New York, where container redemption was considered an essential service throughout the pandemic, had relaxed retailer enforcements at facilities facing staffing issues. This meant retailers were not in violation of state law for turning away residential recyclables at drop-off locations. However, the state Department of Environmental Conservation announced that all redemption sites at supermarkets and big-box stores must have reopened by June 3.

Michigan will also begin the first phase of its reopening process on June 15, by allowing retailers to accept bottle and can returns exclusively by RVMs to limit person-to-person contact.

Ten states in the US currently have "bottle bills," or mandatory container buyback programs. Since the beginning of the pandemic, nine of these 10 states -- California, Connecticut, Iowa, Maine, Massachusetts, Michigan, Oregon, New York. and Vermont -- had temporarily halted or severely limited buyback operations.
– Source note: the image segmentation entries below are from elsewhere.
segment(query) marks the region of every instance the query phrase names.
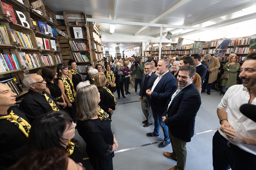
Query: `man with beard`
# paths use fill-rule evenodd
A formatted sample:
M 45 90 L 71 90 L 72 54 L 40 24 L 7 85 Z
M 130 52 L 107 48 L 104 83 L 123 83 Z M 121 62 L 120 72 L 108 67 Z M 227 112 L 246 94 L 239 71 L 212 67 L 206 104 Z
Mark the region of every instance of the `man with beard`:
M 146 135 L 150 137 L 159 137 L 161 126 L 164 138 L 158 145 L 159 148 L 164 148 L 171 144 L 168 134 L 168 127 L 165 124 L 162 118 L 163 114 L 166 111 L 168 100 L 177 87 L 177 80 L 169 71 L 169 60 L 166 58 L 159 60 L 156 70 L 158 76 L 152 87 L 146 91 L 146 93 L 150 97 L 149 101 L 152 110 L 155 124 L 154 131 L 147 133 Z
M 242 114 L 240 106 L 256 105 L 256 52 L 246 57 L 239 77 L 242 85 L 229 88 L 218 106 L 218 130 L 212 139 L 214 169 L 256 169 L 256 123 Z

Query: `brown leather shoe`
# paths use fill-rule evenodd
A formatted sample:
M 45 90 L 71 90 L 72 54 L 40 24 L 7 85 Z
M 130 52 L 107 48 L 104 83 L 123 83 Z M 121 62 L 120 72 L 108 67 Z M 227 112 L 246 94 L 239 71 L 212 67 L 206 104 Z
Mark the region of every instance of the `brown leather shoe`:
M 172 153 L 171 153 L 168 152 L 164 152 L 164 156 L 168 158 L 173 159 L 175 161 L 177 161 L 177 158 L 176 158 L 173 156 Z
M 175 165 L 175 166 L 174 166 L 171 168 L 168 169 L 168 170 L 179 170 L 179 169 L 177 167 L 177 166 Z

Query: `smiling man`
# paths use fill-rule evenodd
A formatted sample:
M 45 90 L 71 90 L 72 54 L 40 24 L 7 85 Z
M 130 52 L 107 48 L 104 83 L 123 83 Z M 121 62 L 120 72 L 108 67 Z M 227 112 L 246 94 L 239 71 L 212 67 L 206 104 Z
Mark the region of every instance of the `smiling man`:
M 20 102 L 19 108 L 30 123 L 42 114 L 59 110 L 60 107 L 56 104 L 57 101 L 45 91 L 46 82 L 41 76 L 36 74 L 27 75 L 22 82 L 29 90 Z
M 162 117 L 168 126 L 173 152 L 164 155 L 177 161 L 177 165 L 168 170 L 185 169 L 187 142 L 194 135 L 196 116 L 201 105 L 197 89 L 193 83 L 196 74 L 194 66 L 181 67 L 177 78 L 178 88 L 173 92 Z

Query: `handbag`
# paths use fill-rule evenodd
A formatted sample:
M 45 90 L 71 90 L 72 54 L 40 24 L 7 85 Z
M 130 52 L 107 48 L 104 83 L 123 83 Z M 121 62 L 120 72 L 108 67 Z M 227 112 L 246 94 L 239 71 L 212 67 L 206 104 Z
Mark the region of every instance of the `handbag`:
M 229 74 L 227 73 L 226 74 L 223 74 L 221 75 L 221 77 L 220 78 L 221 79 L 227 79 L 229 78 Z

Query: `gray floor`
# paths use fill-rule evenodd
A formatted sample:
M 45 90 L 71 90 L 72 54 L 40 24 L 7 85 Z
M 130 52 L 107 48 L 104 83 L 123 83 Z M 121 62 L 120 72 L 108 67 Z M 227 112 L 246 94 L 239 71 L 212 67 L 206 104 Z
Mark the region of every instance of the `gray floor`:
M 142 122 L 146 119 L 139 101 L 138 93 L 135 95 L 133 94 L 134 90 L 130 91 L 131 94 L 126 95 L 126 99 L 121 97 L 119 100 L 117 99 L 116 92 L 114 94 L 118 105 L 112 116 L 111 128 L 119 145 L 113 159 L 114 169 L 167 170 L 174 166 L 176 162 L 163 154 L 164 152 L 172 152 L 171 146 L 163 149 L 158 147 L 157 142 L 164 139 L 162 128 L 160 127 L 159 138 L 146 136 L 146 133 L 153 131 L 154 124 L 148 127 L 143 127 Z M 195 125 L 195 133 L 198 133 L 187 143 L 186 169 L 213 169 L 212 141 L 216 130 L 209 130 L 216 129 L 219 124 L 216 111 L 222 97 L 220 93 L 212 91 L 210 95 L 206 93 L 201 94 L 202 104 L 196 117 Z M 209 131 L 199 133 L 208 130 Z M 77 132 L 76 138 L 82 140 Z M 82 144 L 84 147 L 85 144 L 82 142 Z M 87 157 L 86 153 L 84 156 Z M 83 163 L 87 169 L 92 169 L 89 160 L 85 160 Z

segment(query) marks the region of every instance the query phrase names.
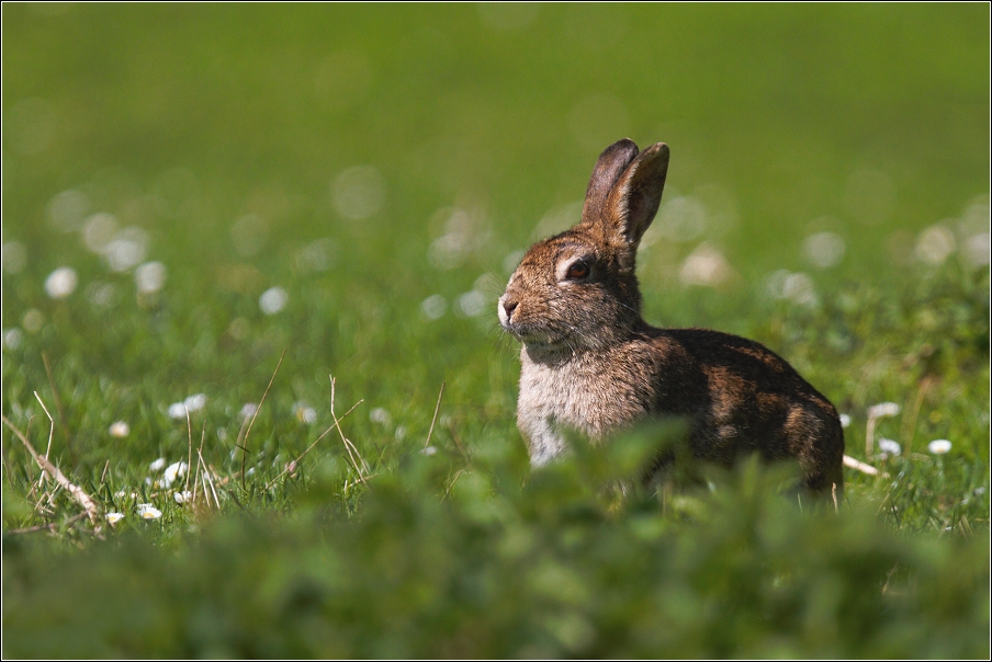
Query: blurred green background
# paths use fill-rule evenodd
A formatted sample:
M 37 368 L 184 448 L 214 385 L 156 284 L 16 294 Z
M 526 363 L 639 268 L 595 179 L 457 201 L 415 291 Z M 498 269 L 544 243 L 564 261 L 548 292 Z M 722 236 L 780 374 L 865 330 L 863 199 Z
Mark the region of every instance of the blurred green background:
M 358 423 L 383 444 L 428 426 L 443 379 L 466 424 L 516 438 L 495 298 L 623 136 L 673 153 L 641 253 L 650 321 L 756 336 L 842 411 L 909 402 L 935 351 L 974 361 L 942 342 L 983 363 L 988 16 L 4 5 L 3 410 L 41 414 L 44 353 L 78 454 L 147 461 L 108 426 L 183 448 L 168 407 L 205 392 L 233 434 L 289 347 L 273 453 L 306 434 L 272 432 L 279 412 L 313 422 L 329 373 L 383 410 Z M 965 285 L 898 304 L 942 273 Z M 891 365 L 869 370 L 879 346 Z

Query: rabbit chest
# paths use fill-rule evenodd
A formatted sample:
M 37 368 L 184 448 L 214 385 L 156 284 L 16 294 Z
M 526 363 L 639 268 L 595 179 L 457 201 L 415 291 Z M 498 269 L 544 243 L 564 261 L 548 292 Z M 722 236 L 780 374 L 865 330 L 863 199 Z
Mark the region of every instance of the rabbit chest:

By the end of June, residents in these three states will once again be able to drop off their collected recyclables for deposit value -- usually 5 cents or 10 cents -- but now under certain new criteria. These include limitations on the amount of items allowed at one time, requirements that all cans and bottles must be emptied and rinsed before returning, and strict enforcements of social-distancing policies.

For example, the Michigan Treasury Department stressed that during the initial phase "retailers must limit the volume of weekly returned beverage containers to no more than 140% of their average weekly collection volume" for April and May 2019.